Temporal and Spatial Locality for Event-Time Filters

Hudi maintains temporal and spatial locality by ensuring that updates and deletes are routed back to the same file group where the original record was first stored. This preserves the time-based clustering or ordering of records, which is especially beneficial for queries filtering by event time or operating within specific time windows. By keeping related records together, Hudi enables efficient pruning of file groups along with partition pruning, during time-based queries.

index

Iceberg handles updates by deleting the existing record and inserting a new one, which may place the updated record in a different data file. Over time, this can scatter records that belong to the same logical or temporal group across multiple files, reducing the effectiveness of partition pruning and requiring periodic clustering or optimization to restore temporal locality.

Partial Updates for Performant Merge

Hudi supports partial updates by encoding only the columns that have changed into its delta log files.
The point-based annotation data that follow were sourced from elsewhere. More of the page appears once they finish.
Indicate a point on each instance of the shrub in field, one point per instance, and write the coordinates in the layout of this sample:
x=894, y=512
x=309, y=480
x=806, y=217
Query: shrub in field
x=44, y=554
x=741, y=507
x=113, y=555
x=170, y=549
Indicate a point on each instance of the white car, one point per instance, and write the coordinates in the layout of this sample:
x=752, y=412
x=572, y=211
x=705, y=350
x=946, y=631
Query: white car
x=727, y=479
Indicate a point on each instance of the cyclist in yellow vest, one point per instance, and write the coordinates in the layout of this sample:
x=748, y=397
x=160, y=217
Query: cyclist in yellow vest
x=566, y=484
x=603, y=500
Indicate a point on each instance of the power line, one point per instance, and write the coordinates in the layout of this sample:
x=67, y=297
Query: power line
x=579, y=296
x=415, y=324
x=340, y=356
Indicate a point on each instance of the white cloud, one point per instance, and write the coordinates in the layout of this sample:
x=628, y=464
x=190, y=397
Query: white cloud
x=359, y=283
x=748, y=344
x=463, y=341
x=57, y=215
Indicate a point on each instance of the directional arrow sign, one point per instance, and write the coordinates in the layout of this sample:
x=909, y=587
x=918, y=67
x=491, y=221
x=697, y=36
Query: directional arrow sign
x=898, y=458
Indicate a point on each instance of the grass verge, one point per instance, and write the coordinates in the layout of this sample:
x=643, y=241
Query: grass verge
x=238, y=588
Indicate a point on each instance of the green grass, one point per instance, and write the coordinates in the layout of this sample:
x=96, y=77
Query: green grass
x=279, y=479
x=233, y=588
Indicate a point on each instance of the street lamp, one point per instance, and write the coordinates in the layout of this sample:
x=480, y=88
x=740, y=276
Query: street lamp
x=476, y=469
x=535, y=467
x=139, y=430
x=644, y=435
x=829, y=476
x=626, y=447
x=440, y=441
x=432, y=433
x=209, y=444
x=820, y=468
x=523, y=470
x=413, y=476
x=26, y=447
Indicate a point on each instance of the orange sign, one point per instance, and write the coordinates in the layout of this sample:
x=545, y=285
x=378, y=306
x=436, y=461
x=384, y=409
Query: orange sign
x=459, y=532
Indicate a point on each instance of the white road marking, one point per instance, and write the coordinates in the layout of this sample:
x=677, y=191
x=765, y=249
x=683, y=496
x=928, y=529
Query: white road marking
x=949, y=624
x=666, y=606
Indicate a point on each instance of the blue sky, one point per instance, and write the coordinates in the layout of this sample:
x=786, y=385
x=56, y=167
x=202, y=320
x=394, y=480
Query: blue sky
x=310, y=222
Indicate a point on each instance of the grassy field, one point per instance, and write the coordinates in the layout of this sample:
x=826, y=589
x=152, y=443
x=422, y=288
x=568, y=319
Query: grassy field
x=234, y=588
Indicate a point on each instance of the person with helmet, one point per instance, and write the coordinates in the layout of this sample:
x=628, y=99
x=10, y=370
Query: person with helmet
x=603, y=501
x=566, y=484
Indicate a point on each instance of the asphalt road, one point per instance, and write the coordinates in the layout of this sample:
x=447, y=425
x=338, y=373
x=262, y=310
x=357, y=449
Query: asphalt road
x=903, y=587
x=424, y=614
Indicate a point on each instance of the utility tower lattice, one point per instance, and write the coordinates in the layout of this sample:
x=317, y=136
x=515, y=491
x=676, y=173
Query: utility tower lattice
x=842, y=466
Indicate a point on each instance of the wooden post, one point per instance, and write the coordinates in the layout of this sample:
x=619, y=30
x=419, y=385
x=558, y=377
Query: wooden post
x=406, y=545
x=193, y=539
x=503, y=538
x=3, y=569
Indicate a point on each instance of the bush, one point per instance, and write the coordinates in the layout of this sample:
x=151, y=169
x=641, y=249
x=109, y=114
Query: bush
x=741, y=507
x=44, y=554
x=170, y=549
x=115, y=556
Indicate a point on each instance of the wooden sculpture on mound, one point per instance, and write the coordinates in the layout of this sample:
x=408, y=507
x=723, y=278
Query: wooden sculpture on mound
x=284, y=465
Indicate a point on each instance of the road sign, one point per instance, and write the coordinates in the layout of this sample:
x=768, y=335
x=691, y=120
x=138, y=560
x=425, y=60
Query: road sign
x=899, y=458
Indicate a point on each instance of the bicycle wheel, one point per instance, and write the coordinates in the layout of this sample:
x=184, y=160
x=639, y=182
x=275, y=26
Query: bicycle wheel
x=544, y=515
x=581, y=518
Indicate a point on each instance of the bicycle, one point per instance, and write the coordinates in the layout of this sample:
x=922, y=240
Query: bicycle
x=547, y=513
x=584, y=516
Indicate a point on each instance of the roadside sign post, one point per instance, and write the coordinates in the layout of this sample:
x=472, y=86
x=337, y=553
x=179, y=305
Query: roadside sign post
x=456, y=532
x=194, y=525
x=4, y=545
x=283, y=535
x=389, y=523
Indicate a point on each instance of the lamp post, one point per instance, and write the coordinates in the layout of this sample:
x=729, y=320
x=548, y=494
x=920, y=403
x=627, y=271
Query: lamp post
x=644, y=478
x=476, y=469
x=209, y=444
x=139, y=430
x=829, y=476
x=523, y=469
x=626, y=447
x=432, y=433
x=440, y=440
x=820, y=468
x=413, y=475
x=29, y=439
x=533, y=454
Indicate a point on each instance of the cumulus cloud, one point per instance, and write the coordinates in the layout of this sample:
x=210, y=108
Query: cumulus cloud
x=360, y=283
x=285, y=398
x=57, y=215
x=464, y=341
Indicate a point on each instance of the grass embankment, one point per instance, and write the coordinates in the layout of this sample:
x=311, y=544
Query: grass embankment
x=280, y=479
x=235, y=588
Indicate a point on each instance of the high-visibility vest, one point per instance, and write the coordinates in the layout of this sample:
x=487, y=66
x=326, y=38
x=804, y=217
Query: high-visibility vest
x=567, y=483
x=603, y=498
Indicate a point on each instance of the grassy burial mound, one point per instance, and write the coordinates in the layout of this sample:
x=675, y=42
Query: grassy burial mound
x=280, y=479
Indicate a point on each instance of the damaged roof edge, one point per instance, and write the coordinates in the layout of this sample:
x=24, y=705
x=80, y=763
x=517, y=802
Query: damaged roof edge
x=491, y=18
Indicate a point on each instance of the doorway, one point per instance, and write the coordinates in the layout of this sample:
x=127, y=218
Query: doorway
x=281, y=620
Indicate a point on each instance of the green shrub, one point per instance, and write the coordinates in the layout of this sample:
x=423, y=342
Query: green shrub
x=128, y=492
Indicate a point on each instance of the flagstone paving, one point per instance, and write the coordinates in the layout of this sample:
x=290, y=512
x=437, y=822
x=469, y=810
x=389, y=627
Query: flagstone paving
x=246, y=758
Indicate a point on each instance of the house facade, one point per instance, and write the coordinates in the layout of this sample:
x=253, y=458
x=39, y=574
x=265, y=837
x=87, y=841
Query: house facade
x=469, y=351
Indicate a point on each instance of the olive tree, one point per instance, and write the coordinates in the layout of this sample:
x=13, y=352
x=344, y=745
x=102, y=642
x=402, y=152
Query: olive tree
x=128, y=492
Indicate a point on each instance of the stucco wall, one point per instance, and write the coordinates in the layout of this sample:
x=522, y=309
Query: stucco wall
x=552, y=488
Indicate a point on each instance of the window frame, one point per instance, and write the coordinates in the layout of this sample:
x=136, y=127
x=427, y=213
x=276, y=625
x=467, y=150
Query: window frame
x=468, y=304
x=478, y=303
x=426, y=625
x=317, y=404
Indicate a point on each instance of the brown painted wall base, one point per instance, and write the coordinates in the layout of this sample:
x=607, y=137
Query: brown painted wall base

This means the cost of merging updates is proportional to the number of columns actually modified, rather than the total width of the record. For columnar datasets with wide schemas, this can significantly reduce write amplification and improve merge performance.

index

In Iceberg, updates are implemented as a delete plus a full-row insert, which requires rewriting the entire record even if only a single column has changed. As a result, update costs in Iceberg scale with the total number of columns in the record, increasing I/O and storage requirements for wide tables with frequent column-level updates.

Conclusion

Merge-on-Read (MoR) table type provides an alternative approach to managing updates and deletes on immutable columnar files in a lakehouse. While multiple open table formats support MoR semantics, their design choices significantly affect suitability for real-time and change-data driven workloads.

Apache Hudi’s MoR implementation specifically addresses the needs of high-ingestion, update-heavy pipelines. By appending changes to delta logs, preserving file-group-based data locality, supporting event-time ordering, and enabling asynchronous, non-blocking compaction, Hudi minimizes write amplification and supports low-latency data availability. These design primitives directly align with streaming and CDC patterns, where data arrives frequently and potentially out of order. Iceberg and Delta Lake also implement MoR semantics in their own ways to address transactional consistency and immutable storage goals.